When the chores were done we gathered in the field to do some target practicing with the “flinchlocks” (flintlocks). We measured the powder for the distance to the target, poured it into the end of the barrel, and then used the rod to pack the patch and ball tight against the powder. After the barrel is loaded, the cock is pulled halfway back (it’s not good to go off half-cocked!) and the pan is primed by adding a small amount of powder. Once the trigger is pulled, the shooter must hold still and continue to aim until the process completes, which may have a brief delay. The shooter must hold a steady position while knowing there is about to be a bright flash erupting right by his face. Hence the nickname “flinchlock.”
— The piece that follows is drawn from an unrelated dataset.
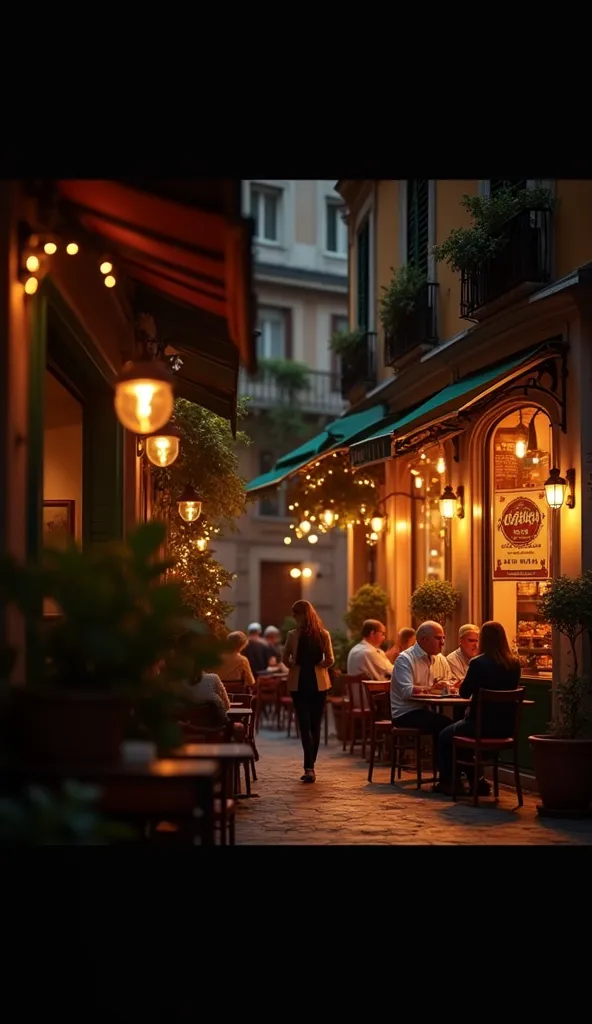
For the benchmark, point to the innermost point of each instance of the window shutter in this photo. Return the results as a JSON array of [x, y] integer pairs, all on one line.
[[417, 222]]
When the trigger is pulled, the cock, which holds the flint, falls and hits the frizzen, or steel, above the pan. This produces a spark, which falls into the pan, igniting the powder in the pan. When the ignited powder flashes, it forces a spark into the flash hole igniting the powder inside which explodes, thereby thrusting the ball out of the barrel.
• Going off half-cocked means to do something prematurely or doing something without preparing or thinking about it.
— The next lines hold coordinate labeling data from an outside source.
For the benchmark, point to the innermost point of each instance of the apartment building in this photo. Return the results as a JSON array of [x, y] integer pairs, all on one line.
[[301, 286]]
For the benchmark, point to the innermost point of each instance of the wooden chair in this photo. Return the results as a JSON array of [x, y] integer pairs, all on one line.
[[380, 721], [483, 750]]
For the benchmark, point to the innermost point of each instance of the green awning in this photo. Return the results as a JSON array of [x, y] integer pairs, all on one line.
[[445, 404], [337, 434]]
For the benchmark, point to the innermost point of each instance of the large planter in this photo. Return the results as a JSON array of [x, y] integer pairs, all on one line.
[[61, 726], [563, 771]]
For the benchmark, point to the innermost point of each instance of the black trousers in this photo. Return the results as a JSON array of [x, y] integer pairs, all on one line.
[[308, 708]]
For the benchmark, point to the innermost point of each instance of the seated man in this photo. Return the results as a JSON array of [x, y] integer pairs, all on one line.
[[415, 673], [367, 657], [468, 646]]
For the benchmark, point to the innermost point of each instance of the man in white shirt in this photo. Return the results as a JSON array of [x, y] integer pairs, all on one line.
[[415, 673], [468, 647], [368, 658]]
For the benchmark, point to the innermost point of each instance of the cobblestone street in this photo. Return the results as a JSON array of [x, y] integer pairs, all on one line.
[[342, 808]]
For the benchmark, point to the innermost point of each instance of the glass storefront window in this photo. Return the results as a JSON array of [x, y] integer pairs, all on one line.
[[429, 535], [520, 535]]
• A flash in the pan is something that is short lived or fails to fully deliver or someone who had brief success.
• A flintlock has several parts that could be purchased separately or all together. The parts are the gunlock (the flintlock mechanism), the stock (the support, usually made of wood), and the barrel. When you buy the whole package you are buying the lock, stock and barrel.
Lead in the 1700s was expensive. A skilled frontiersman or longhunter would know exactly how much powder it took to successfully kill the prey but have the lead ball stay in the animal. When field dressing the animal, the longhunter could retrieve the lead and melt it down to form it into another ball.
The first day of our campout was filled with chores, cards and other colonial American games, target practice, telling jokes and laughing, throwing knives and hatchets at targets, drawing, and other leisurely activities – no cell phones, TVs or computers.
As the sun began to set, we all gathered around the campfire for dinner and storytelling. The air was a crisp 36 degrees and clouds gathered overhead. Encompassed about the fire was an assemblage of different foods brought by everyone: venison backstrap roasting on the spit, a pot of soup nestled in the coals, and some veggies and beef strips sizzling on a flat skillet.
The night grew darker as the clouds thickened. We all decided to clean up and head to bed. Shortly after my son and I bedded down for the night, the clouds opened and down came the rain.
In the morning, the sun greeted us with its warm beams and the rain began drying out. My son and I, in our canvas tent, stayed completely dry all night while everyone who stayed in the cabins weren’t as fortunate – the cabins all leaked.
Breakfast was in a similar manner as dinner the night before, consisting of eggs, bacon and any leftovers. We all chatted and lingered awhile before dismantling camp and heading home.
Pulling away from the rat race of modern life to enjoy nature and the fellowship of friends can be a much-needed break to reset the beautiful uniqueness within each of us.